Avec son couteau, la quinquagénaire, au nez orné d’un bijou d’or, décachète une bouteille de Rooh Afza et verse le sirop rose foncé sur la glace avant d’ajouter du lait et des morceaux de pastèque.

« Boisson d’amour »

C’est sa spécialité baptisée « Sharbat e Mohabbat » ou « Boisson d’amour » qu’elle vend à 20 roupies (25 centimes) le gobelet. Chaque vendeur propose sa version. 

« Nous utilisons plus de 12 bouteilles de Rooh Afza par jour et 20 briques de lait, parfois 30 même 40 quand les affaires sont bonnes », explique-t-elle à l’AFP d’une voix éraillée. 

« J’ai repris ce commerce il y a une dizaine d’années à la mort de mon mari », dit-elle, « il avait commencé à vendre du Rooh Afza ici même, il y a 40 ou 50 ans.
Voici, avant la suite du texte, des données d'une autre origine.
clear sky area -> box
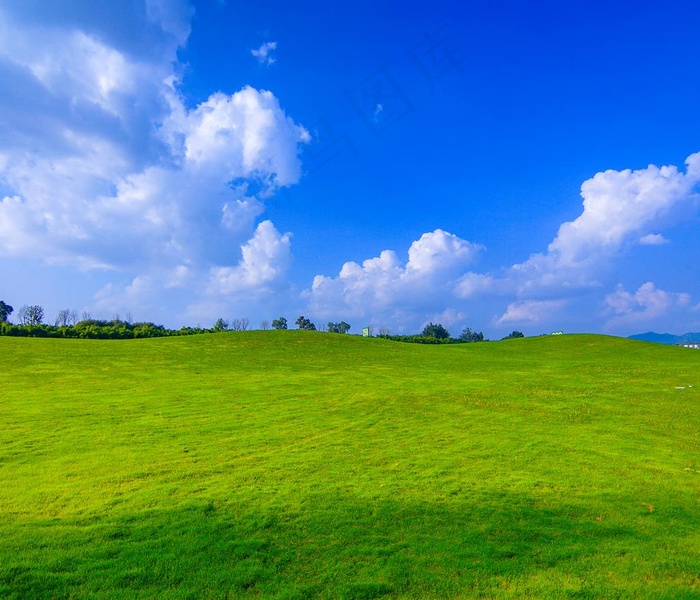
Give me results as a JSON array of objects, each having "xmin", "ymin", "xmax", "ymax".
[{"xmin": 1, "ymin": 0, "xmax": 699, "ymax": 336}]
C’est ma seule source de revenus ». 

Au Pakistan, la boisson est particulièrement appréciée pendant le mois du Ramadan, elle sert alors d’apéritif sans alcool avec le festin de l’Iftar, au coucher du soleil, quand les fidèles musulmans rompent le jeûne.

Le sirop est utilisé dans des desserts et des crèmes mais surtout servi dans du lait ou de l’eau, tout au long de la saison chaude où les températures atteignent habituellement des sommets. Le mois dernier, les thermomètres ont affiché jusqu’à 50°C au Pakistan.

Dans la mégapole de Karachi, la populaire échoppe de Muhammad Akram, le Rooh Afza et l’argent coulent à flots. 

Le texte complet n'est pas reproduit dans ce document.